Bad bill should never reach the floor
Many thanks to fellow columnist Dina Campeau for alerting me to a bill making its way through the California Statehouse: SB 264, sponsored by State Sen. Elaine Alquist (D-San Jose).
(An aside: Illustrating the joys of gerrymandering under which we lucky Californians live – thanks to the failure of voters and leaders to enact redistricting reform – Alquist’s 13th district includes, according to her Web site, “San Jose, Sunnyvale, Santa Clara, Mountain View and Gilroy.” Notice how her district skips right over Morgan Hill and San Martin?)
If enacted, SB 264, entitled “Transactions and use taxes: Santa Clara Valley Transportation Authority,” would permit VTA – no other agency, mind you – to place sales tax measures of 1/8th-cent increments on the ballot. Currently, the smallest sales tax increase increment that cities, counties and agencies can place before voters is 1/4 cent.
I dislike this bill for a number of reasons.

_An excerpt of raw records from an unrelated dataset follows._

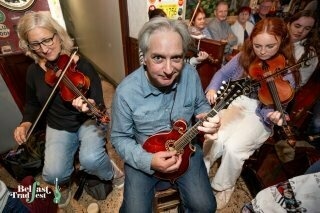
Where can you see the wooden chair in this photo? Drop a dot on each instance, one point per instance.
(165, 200)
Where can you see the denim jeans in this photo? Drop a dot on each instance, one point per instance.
(15, 205)
(194, 188)
(61, 147)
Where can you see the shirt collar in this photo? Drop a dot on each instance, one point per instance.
(148, 88)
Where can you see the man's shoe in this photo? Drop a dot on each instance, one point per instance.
(93, 208)
(223, 198)
(66, 194)
(118, 176)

First, I dislike bills that are written for one agency or one person. Why should VTA be permitted to place smaller-increment sales tax measures than any other city, county or agency in California?
It reminds of me of the bad bill passed by the U.S. Congress in March 2005 that applied to exactly one person: Terri Schiavo. Whether they sided with Schiavo’s husband or her parents, polls show that most American understood that Congress had no business interfering. The bill perverted the separation of powers carefully crafted by the Founding Fathers.
Just as the Schiavo bill was bad legislation, so too is SB 264. If 1/8th-cent increments are appropriate for VTA, they ought to be appropriate for every city, county and agency in California.
That’s enough reason to oppose SB 264, but I have more.
VTA has been repeatedly and emphatically told to get its fiscal house in order. The Santa Clara County civil grand jury studied VTA in 2005 and issued a scathing report on its deficiencies.
The grand jury chided VTA because it “has not reacted to the present budget problems with diligence.”
Two years later, the Hay Group’s audit released earlier this year echoed those concerns. Staff writer Tony Burchyn’s reported that the Hay Group found that “VTA’s financial capacity and future are uncertain and unstable.”
Those financial woes are compounded by the agency’s stubborn insistence on pursuing expanding BART from Fremont to San Jose.
Never mind that VTA cannot afford to build or operate the $5-billion, 16.3-mile line.
Never mind that the grand jury advised VTA to abandon the project, saying, “Spending limited resources on BART could squander an opportunity to build, maintain and operate a far larger network of transit options throughout the county,” and rebuking VTA for its failure to consider cheaper options.
Never mind that the BART extension project is so unwise that federal transportation officials have refused to recommend any further federal funding for it. And this was during the tenure of former San Jose Mayor Norm Mineta as Secretary of Transportation.
Never mind that the BART extension from San Francisco to SFO exceeded construction estimates, failed to meet rosy ridership estimates and has been a financial and litigious drain on BART and SamTrans.
But VTA’s problems aren’t just fiscal, they’re also political.
All VTA directors are appointed by member cities. One VTA board seat rotates between the Morgan Hill, Gilroy and Milpitas. Of course, South County’s interests and Milpitas’ interests are often quite different. It’s a ridiculous scheme with no accountability, and the BART-to-San Jose extension fiasco highlights that.
The grand jury criticized VTA’s board structure for being “too large, too political, too dependent on staff, too inexperienced in some cases and too removed from the financial and operational performance of VTA.” It reprimanded VTA directors because they rarely have “frank and open discussions on important matters of policy.”
The grand jury recommended a smaller board of directly elected representatives.
The Hay Group’s audit also addressed this issue, as Burchyns reported, concluding that “VTA governance does not operate as designed.”
Fixing VTA’s board structure requires state legislation – now that’s a bill Alquist ought to be sponsoring.
VTA needs a smaller, directly elected board of directors that equitably represents all parts of the region it serves. That’s a bill I could support.
But as for SB 264, I’m writing my representatives and urging them to vote no. I hope you will too. Visit smartvoter.org/gtg to find your representatives’ contact information.